Паради не шелохнулся, но невнятно пробормотал свои личные данные:

— Рядовой Паради, вольтижер, 2-й линейный полк 3-й дивизии генерала Молитора под командованием маршала Массены...

— Не волнуйся, я не собираюсь отправлять тебя назад, ты больше не в состоянии держать ружье, — успокоил его доктор Перси, потом повернулся к Морийону и вполголоса добавил: — Крепкий парень, мне как раз такой нужен. Найди ему одежду, для него есть работенка.

Они помогли Паради слезть со стола, и вольтижер в одних кальсонах послушно поплелся за Морийоном к выходу из шалаша. Снаружи на подстилках из соломы лежали раненые, состояние которых доктор Перси оценил как безнадежное — для их лечения не было ни медикаментов, ни инструментов, ни перевязочного материала. На лбу у этих несчастных мелом был нарисован крест, чтобы санитары не путали их с новыми пациентами и повторно не таскали на операционный стол. Они были потеряны для сражения, а значит, для жизни: едва ли кто-то из них дотянет до рассвета. Рядом сборщики раненых устроили барахолку, разложив прямо на земле солдатские шинели, ранцы, лядунки, одежду, снятую с убитых австрийцев и французов.

— Эй, Гро-Луи, — обратился Морийон к мордатому увальню в суконном колпаке, надвинутом на лоб, — надо одеть этого парня.

— У него есть деньги?

— Это приказ доктора Перси.

Гро-Луи тяжело вздохнул. На его делишки главный врач госпиталя смотрел сквозь пальцы, но если не выполнить распоряжение доктора, он запретит торговать собранным на поле боя имуществом. Ночной падальщик нехотя подчинился, и Паради обзавелся зелеными штанами с желтым галуном, великоватыми сапогами, рубашкой с разорванным правым рукавом и колетом шволежера, с трудом сходившимся на груди. Морийон критически оглядел своего подопечного и отвел его к поварам, варившим бульон для раненых.

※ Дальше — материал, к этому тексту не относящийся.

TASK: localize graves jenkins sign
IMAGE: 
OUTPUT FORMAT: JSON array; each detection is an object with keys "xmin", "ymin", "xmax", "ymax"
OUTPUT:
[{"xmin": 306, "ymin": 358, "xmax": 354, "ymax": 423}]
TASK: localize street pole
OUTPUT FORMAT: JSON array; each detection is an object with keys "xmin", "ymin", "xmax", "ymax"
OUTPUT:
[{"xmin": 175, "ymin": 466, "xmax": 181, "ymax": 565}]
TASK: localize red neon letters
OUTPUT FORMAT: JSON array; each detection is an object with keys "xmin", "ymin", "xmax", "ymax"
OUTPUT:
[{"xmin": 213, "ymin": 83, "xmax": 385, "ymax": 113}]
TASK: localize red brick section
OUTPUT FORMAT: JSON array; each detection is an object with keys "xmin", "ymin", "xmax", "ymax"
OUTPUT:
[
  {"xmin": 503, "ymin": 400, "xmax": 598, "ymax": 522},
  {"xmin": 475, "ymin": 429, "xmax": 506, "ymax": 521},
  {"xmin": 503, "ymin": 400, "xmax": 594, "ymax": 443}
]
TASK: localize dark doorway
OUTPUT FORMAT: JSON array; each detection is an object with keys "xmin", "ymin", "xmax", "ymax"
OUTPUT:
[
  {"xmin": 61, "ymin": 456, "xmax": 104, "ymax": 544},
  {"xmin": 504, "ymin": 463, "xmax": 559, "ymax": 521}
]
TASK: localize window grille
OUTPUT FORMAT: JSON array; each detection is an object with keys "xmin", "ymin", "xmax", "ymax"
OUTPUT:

Стол императора, накрытый к ужину на его биваке перед малым мостом, отличался куда большей изысканностью. Неподалеку помощники повара хлопотали над жаровнями, переворачивая над алыми углями вертела с цыплятами. Золотистая кожица на тушках шкворчала и постреливала жирком, от жаровен исходил восхитительный аппетитный запах. Предусмотрительный месье Констан развернул походный стол с белоснежными салфетками и фонариками за купой деревьев, откуда не было видно повозок, свозивших раненых к доктору Перси. Если кому-то из этих несчастных не оторвало ногу или руку в бою, то скоро сие упущение будет исправлено пилой хирурга в госпитальном шалаше.

Ужин проходил в тихой, почти семейной обстановке. Ланн сидел справа от императора. Наполеон лично пригласил его, подчеркнув, тем самым, свое особое к нему расположение. Маршал рассказал ему о ссоре, но при этом изложил всю историю в выгодном для себя свете. Наполеон тут же вызвал Бессьера и отчитал, как мальчишку, не выбирая при этом слов. Бессьер был оскорблен, он становился виновным, потому что так решил его величество. Бонапарт часто прибегал к подобным приемам по отношению к своему окружению. Без видимых на то причин, лишь по прихоти, он карал одних и миловал других. Вместо того, чтобы примирить двух военачальников, он еще глубже вбивал между ними клин, раздувая их обоюдную ненависть. При любых обстоятельствах он жаждал чувствовать себя единственным судьей, высшей инстанцией, и преследовал одну цель: не дать своим герцогам сблизиться настолько, чтобы в один прекрасный день они вступили в сговор против него.